Part 22

3.6K 523 36
                                    

Bekerja menjadi asisten pribadi Bima tidaklah seburuk yang Renata pikirkan, pria itu ketika di kantor bersikap begitu profesional. Tidak terlihat pria yang senang bermain-main atau pun pria yang berpikiran mesum.

Melihat hal itu membuat Renata mau tidak mau kagum terhadap Bima. Ternyata di balik sikap Bima yang mesum ada sisi positif , apalagi Renata bisa melihat bagaimana para karyawan perusahaan yang begitu menghormati Bima bukan hanya karena Bima pemilik perusahaan tetapi karena sikap pria itu yang memperlakukan semua karyawannya dengan sikap baik.

"Renata ?" Suara Bima memanggil membuat Renata bergegas segera masuk ke dalam ruangan Bima.

Bima memang profesional ketika bekerja tetapi sikapnya kepada Renata benar-benar membuat gadis itu harus menahan sabar. Bagaimana tidak, pria itu seakan-akan seorang bocah dan Renata seorang pengasuh, Bima menginginkan Renata selalu di dekatnya, melakukan sesuatu yang terkadang tidak masuk akal tetapi dengan santai Bima malah mengatakan bahwa itu memang tugas seorang asistennya.

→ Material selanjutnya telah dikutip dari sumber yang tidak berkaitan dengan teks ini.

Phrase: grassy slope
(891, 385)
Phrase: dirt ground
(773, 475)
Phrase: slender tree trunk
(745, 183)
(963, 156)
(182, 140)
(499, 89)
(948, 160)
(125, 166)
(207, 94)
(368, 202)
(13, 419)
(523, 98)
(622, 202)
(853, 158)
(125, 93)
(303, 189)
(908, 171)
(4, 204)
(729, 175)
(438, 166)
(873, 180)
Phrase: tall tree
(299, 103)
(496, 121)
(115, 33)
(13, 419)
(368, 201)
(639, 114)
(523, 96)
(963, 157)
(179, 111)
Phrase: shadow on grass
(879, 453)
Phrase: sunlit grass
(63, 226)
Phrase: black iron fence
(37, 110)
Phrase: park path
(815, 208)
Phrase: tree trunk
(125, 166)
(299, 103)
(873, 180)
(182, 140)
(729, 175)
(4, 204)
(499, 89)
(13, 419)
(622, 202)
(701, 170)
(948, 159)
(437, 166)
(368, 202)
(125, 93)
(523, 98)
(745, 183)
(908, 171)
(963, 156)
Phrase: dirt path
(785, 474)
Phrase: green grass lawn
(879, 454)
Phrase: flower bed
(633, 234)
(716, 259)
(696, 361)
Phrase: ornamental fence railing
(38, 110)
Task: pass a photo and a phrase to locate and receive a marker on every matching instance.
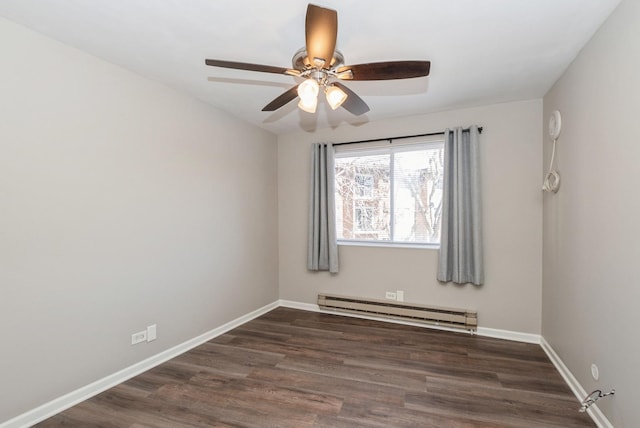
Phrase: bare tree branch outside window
(390, 195)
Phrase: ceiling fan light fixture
(308, 89)
(308, 105)
(335, 96)
(308, 93)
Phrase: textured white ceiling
(481, 51)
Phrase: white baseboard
(481, 331)
(596, 414)
(68, 400)
(64, 402)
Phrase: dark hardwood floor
(292, 368)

Seperti sekarang, Renata baru saja keluar untuk menanyakan jadwal Bima hari ini kepada sekretaris pria itu, sudah terdengar teriak dari dalam ruang kerja Bima. Renata merasa mereka sedang berada di pasar bukannya di kantor yang megah ini.

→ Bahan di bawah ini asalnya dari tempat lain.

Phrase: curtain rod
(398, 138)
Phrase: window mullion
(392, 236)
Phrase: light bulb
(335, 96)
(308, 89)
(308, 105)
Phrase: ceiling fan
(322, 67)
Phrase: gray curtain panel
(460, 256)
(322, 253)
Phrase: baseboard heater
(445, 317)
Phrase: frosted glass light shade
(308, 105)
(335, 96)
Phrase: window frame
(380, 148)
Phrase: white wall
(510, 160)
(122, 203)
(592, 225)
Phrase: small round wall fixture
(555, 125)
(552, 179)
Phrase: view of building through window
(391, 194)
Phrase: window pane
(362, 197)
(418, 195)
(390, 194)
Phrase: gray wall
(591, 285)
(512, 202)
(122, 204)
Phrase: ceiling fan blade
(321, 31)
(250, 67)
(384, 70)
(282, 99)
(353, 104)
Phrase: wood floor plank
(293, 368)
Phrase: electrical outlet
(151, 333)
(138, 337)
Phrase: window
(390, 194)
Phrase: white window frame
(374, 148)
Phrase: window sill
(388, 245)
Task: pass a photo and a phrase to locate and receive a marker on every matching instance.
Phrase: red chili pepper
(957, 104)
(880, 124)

"Tuh, di panggil Pak Bima," ucap Icha sekretaris Bima dengan wajah menahan senyum. Icha baru tahu Bima, atasannya yang biasanya terlihat tegas bertingkah laku seperti bocah. Terlihat jelas sekali Bosnya itu selalu berusaha mencari perhatian dengan Renata dan yang membuat Icha lucu adalah Renata yang dimodusin malah tidak sadar.

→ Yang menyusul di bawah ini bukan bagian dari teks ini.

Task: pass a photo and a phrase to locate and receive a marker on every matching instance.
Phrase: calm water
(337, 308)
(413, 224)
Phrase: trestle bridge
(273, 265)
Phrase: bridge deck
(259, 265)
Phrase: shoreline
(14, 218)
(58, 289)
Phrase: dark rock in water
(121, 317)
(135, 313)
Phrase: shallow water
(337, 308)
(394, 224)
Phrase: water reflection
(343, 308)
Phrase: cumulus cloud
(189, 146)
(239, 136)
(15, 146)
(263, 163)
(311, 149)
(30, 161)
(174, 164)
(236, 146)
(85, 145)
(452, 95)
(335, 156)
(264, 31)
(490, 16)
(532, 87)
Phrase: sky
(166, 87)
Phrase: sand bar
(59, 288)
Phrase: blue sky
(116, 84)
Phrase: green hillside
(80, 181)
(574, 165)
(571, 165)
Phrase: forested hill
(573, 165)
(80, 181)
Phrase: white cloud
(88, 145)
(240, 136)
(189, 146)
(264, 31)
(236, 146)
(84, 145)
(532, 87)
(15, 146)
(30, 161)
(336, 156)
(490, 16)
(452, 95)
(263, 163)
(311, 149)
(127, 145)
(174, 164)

"Nih, atasan ribet benar dah, sedikit-sedikit manggil," gerutu Renata sambil melangkah menuju ke ruang Bima.

Baru saja Renata masuk sudah terdengar suara Bima menggerutu kepadanya. "Ke mana saja kamu ?"

"Saya keluar sebentar untuk menanyakan jadwal Bapak hari ini dengan Icha."

"Kenapa tidak bilang ?"

"Lah, Pak, saya kan cuma ke depan sebentar saja, tidak ke mana-mana."

"Pokoknya mulai sekarang kalau kamu mau pergi, bilang dulu sama aku."

Mendengar kata-kata Bima membuat Renata sampai memutarkan bola matanya karena merasa ucapan pria itu terlalu berlebihan. Renata memang bekerja sebagai asistennya tetapi tidak mesti kan harus 24 jam bersama dengan pria itu.

"Bapak ada perlu apa memanggil Saya ?"

Bukannya menjawab pertanyaan Renata, pria itu malah bersandar santai di kursinya dengan kedua telapak tangan menyatu di atas perutnya.

"Bisa aku meminta satu hal kepada kamu, Renata ?"

"Apa Pak ?"

"Permintaan ini anggap saja salah satu tugas kamu sebagai asisten."

"Tugas ?"

"Iya, tugas, tugas menyenangkan Atasan kamu."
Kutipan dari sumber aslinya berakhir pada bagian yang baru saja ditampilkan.